Rico’s Morning + Noon + Night’s New Burgers Are Terrific—And So Are The Fries
Last year, I set out to find the perfect casual cheeseburger for the Houston Press. While I found many stellar examples, the one at Rico’s Morning + Noon + Night (let’s just call it “Rico’s” for short) did not land a spot on the list. The overall visit just didn’t go well. Even if an extraordinarily smelly bum asking for my food hadn’t marred the open-air experience in Bagby Park (401 Gray), the ketchup-laden burger was simply dry and lackluster. (The pigeons asked for my food, too, but they were less smelly so I didn’t mind as much.)
In fact, it was at Rico’s that I made a firm decision that I don’t like ketchup on burgers, for reasons I explained in depth in the Houston Press article. In brief, ketchup is a strong flavor that buries nuances. Ketchup burgers are consistent, because they taste like—well, ketchup. At the time, that’s what dressed Rico’s basic cheeseburger.
When chef Jason Gould heard I had been by and asked what I thought, I was honest and frankly glad he asked so I could provide unfettered feedback. (Gould, whose long career in Houston includes work at Scott Tycer’s former restaurants Aries and Gravitas, is also the executive chef of Cyclone Anaya’s, the midtown location of which is directly across the street from Rico’s.)
A few weeks ago, a representative for Rico’s contacted me to say that the burgers had been overhauled and asked if I’d be willing to try them again. I was happy to visit and find out what the changes were.
The main one is that Rico’s has upgraded the patty to Akaushi beef from Heartbrand. (Akaushi is a Japanese cattle breed—one of the four known as Wagyu—raised domestically in the United States.) “We’re selling essentially a Kobe burger around a $7 price tag,” Gould explained. “It’s a restaurant-quality burger in a casual environment.”
The Rico’s Burger—the beef patty of which turned out to be juicy and very satisfying—is $7.50 and topped with American cheese (the other options are cheddar, monterey jack or pepper jack), crispy bacon, grilled onions and “Rico’s Sauce,” a blend of Duke’s Mayonnaise, housemade pickles and “secret seasoning.” A Slow Dough potato bun caps it off. “[The bun] has a bit of chew to it but doesn’t absorb too much of the moisture of the meat. So, you don’t get a soggy bun,” said Gould.
Another option, the H-Town Burger, priced at $7.25, managed to surmount my ketchup-on-burgers aversion thanks to the addition of onion jam. The two combined come across as a tangy-sweet barbecue sauce. There’s also mustard—which lends its own perkiness—as well as bacon and monterey jack. Rico’s offers five additional burger choices, including a chicken one.
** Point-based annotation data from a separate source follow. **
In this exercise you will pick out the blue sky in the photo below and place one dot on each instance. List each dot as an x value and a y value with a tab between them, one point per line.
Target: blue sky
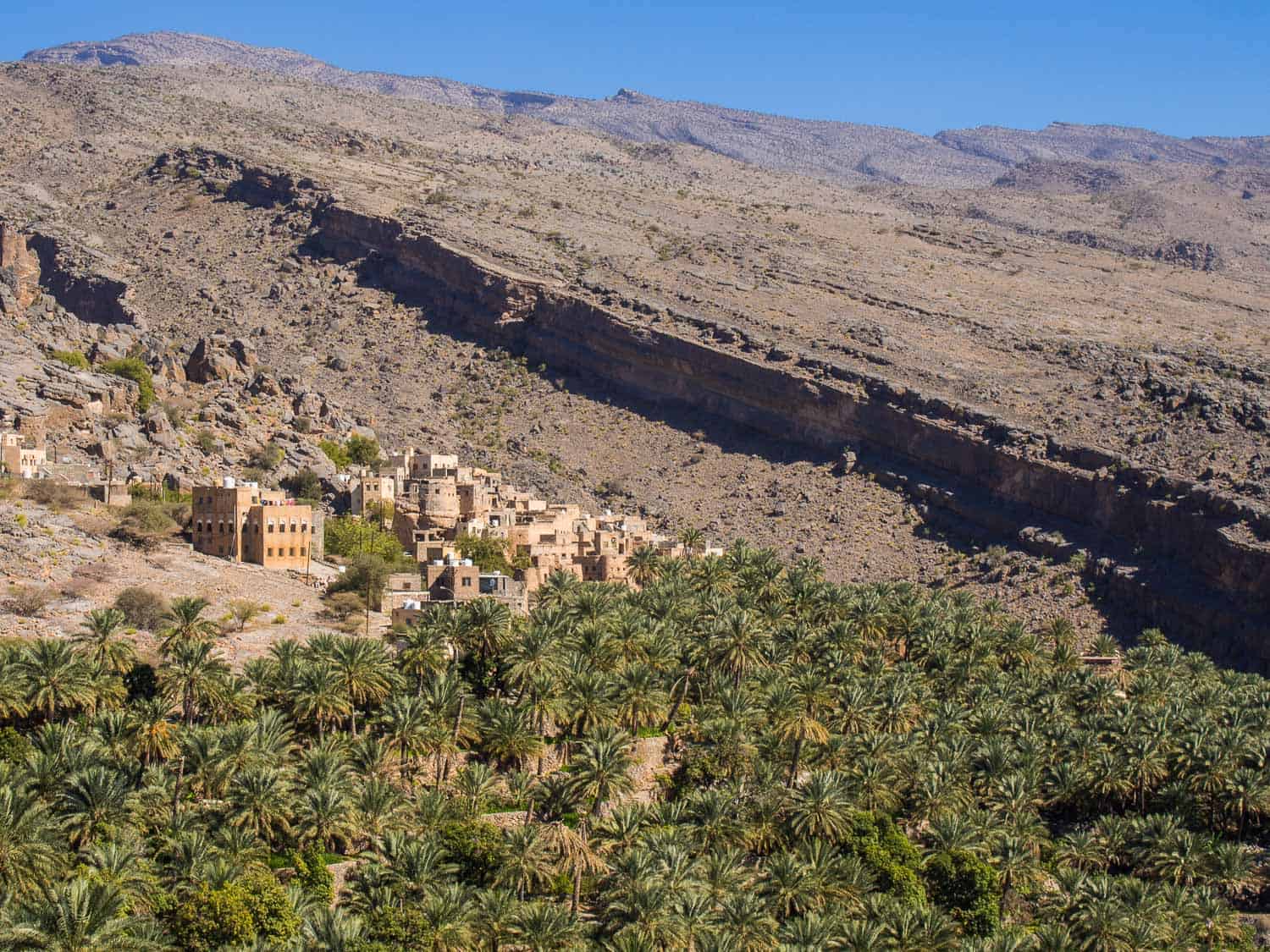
1176	66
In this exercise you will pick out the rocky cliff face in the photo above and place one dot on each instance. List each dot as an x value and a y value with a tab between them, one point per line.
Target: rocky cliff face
1189	558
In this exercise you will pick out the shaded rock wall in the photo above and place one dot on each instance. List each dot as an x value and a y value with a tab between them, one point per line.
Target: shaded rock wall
1185	555
89	294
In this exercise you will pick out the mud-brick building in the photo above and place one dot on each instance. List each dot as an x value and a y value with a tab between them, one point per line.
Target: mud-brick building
244	523
20	454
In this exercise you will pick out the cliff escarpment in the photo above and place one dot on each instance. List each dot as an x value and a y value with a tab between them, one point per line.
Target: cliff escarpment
1184	553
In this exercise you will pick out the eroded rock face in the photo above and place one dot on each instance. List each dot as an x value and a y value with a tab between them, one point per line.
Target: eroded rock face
1211	550
19	268
218	358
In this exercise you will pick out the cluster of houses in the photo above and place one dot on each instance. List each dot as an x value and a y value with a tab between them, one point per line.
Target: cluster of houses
434	507
25	454
436	504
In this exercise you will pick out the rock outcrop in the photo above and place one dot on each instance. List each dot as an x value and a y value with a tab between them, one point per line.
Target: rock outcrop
1184	553
220	358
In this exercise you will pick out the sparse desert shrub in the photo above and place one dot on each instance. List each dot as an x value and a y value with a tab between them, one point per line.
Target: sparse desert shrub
267	457
206	442
142	607
30	601
243	611
55	495
304	484
135	368
175	411
89	576
343	604
145	525
363	451
335	454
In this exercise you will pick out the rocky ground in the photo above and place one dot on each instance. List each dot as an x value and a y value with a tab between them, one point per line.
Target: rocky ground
1135	319
69	553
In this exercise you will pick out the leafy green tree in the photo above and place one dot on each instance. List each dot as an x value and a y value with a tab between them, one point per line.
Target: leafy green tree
135	370
363	451
967	886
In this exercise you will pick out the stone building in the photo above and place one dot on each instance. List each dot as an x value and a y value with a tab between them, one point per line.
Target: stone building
22	454
241	522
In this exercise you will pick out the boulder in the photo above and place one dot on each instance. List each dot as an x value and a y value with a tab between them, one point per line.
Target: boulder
211	360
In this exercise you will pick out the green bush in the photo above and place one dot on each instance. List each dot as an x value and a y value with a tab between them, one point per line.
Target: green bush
363	451
889	855
141	607
968	888
477	847
71	358
239	913
135	368
145	523
366	574
312	876
141	682
348	536
13	746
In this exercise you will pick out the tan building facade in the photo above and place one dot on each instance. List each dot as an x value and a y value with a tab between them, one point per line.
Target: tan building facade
246	523
20	454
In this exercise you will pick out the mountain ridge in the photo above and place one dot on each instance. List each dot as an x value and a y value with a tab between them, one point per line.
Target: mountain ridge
840	151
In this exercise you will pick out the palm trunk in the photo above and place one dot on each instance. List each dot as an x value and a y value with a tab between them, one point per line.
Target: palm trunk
798	753
678	702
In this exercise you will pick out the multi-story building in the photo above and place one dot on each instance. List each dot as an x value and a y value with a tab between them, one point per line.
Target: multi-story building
439	502
22	454
241	522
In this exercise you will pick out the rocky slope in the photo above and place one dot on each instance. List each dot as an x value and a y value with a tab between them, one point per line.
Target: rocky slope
665	327
841	151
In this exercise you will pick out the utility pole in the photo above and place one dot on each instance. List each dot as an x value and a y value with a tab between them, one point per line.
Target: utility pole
175	790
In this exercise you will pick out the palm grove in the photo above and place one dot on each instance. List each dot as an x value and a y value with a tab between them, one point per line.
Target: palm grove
850	767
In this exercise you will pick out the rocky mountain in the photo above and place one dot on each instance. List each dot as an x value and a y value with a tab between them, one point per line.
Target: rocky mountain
1066	355
840	151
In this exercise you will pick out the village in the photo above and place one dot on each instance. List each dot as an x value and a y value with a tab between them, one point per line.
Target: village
429	502
432	504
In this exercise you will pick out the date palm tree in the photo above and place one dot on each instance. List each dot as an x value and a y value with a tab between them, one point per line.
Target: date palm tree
527	865
319	696
185	622
259	800
58	677
195	675
80	916
601	768
365	672
99	636
30	852
96	800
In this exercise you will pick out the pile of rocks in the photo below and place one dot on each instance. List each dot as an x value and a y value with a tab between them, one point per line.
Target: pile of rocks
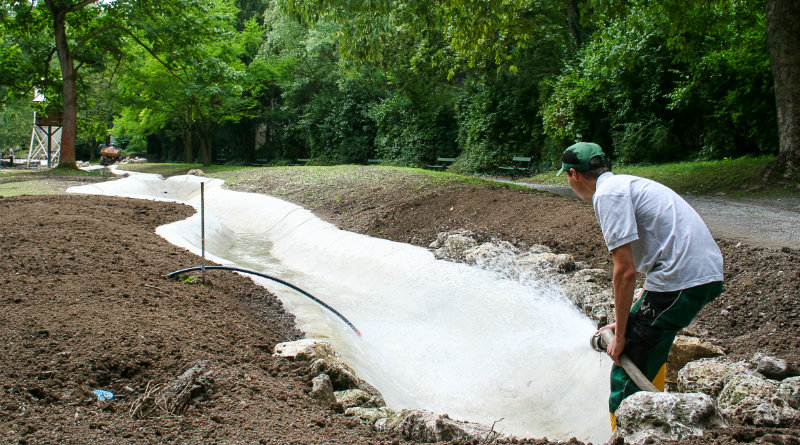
713	393
338	386
588	288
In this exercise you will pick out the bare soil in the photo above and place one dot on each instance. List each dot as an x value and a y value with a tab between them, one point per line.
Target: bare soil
86	305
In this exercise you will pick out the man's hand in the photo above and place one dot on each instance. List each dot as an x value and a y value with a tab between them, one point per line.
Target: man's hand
624	285
615	349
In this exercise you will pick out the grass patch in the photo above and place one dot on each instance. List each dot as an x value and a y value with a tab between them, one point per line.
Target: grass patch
32	187
732	177
39	182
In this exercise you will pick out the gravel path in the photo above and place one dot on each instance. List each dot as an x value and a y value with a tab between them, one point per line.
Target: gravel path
773	223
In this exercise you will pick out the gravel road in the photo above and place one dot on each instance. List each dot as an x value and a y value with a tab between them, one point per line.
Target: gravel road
773	223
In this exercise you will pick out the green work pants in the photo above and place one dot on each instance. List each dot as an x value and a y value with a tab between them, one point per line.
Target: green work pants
654	322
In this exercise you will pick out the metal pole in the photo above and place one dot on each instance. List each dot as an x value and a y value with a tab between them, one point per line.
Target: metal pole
49	138
203	230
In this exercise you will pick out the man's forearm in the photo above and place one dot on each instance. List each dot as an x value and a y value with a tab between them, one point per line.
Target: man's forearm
624	286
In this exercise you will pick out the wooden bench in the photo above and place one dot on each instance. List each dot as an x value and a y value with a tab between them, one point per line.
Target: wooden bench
441	163
519	164
300	162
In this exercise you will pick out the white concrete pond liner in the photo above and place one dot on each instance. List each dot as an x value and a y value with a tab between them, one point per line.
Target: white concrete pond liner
448	337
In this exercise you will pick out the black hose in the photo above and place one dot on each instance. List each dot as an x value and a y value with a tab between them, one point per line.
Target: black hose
263	275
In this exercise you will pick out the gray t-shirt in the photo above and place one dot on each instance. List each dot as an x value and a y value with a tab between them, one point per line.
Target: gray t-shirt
670	242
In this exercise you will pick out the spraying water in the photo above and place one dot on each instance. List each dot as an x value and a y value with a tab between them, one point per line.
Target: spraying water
443	336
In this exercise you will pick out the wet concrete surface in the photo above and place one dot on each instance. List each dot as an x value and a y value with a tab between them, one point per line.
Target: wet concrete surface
767	222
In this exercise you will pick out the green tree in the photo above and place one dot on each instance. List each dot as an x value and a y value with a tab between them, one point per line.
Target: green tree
82	34
16	117
203	86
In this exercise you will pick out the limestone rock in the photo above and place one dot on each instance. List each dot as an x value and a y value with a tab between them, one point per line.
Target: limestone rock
539	248
493	256
750	399
425	426
547	262
369	415
305	349
709	375
357	397
688	349
649	417
343	377
771	367
591	275
789	390
322	390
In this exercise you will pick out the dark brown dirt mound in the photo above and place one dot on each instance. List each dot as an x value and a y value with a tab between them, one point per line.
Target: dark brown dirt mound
85	305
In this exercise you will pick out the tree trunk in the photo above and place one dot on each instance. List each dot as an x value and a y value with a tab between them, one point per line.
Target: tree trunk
574	23
69	125
205	152
783	35
186	133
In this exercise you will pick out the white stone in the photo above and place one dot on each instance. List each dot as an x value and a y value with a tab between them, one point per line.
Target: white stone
322	390
747	399
688	349
423	426
369	415
305	349
789	390
771	367
709	375
651	417
357	397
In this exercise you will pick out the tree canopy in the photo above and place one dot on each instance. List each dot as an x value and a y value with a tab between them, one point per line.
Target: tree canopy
346	81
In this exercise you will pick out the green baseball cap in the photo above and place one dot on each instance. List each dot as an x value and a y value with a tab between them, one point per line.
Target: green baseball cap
583	152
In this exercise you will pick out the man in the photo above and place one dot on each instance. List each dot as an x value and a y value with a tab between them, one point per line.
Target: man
650	229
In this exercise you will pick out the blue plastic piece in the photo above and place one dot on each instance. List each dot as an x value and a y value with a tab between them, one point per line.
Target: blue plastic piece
103	394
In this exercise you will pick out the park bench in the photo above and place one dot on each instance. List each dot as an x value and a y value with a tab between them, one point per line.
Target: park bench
301	162
441	163
519	164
When considering the high quality ingredients, $7.50 for the Rico’s Burger and $7.25 for the H-Town Burger is a very good deal. A quick check of comparable specialty burgers around town revealed that Rico’s is at least a buck cheaper. The outstanding fries are $2.50 for a sizable batch. Better still, go for the $10 package deal that includes a burger, fries and a drink. At happy hour, that drink can even be a beer, glass of one of the four wines on tap, frosé (frozen rosé) or a “sakerita” (frozen margarita but with sake instead of tequila).
That savings can happen because Rico’s is a stand in a park, not a full-fledged restaurant with a significant overhead. That said, it seems few Houstonians know about the high quality burgers being served.
“That’s part of what’s been frustrating,” said Gould. “We see a lot of companies that have come [into Houston] and opened burger shops. We use all-local ingredients. Everything is made fresh. We cook to-order—all the quintessential things that make a great burger, and because of where we are we don’t seem to get nearly as much recognition. For the price point and the ingredients, you won’t find a better quality burger in town.”
Houstonians, of course, are notoriously passionate about burgers, and will certainly judge that for themselves when they visit Rico’s over the summer.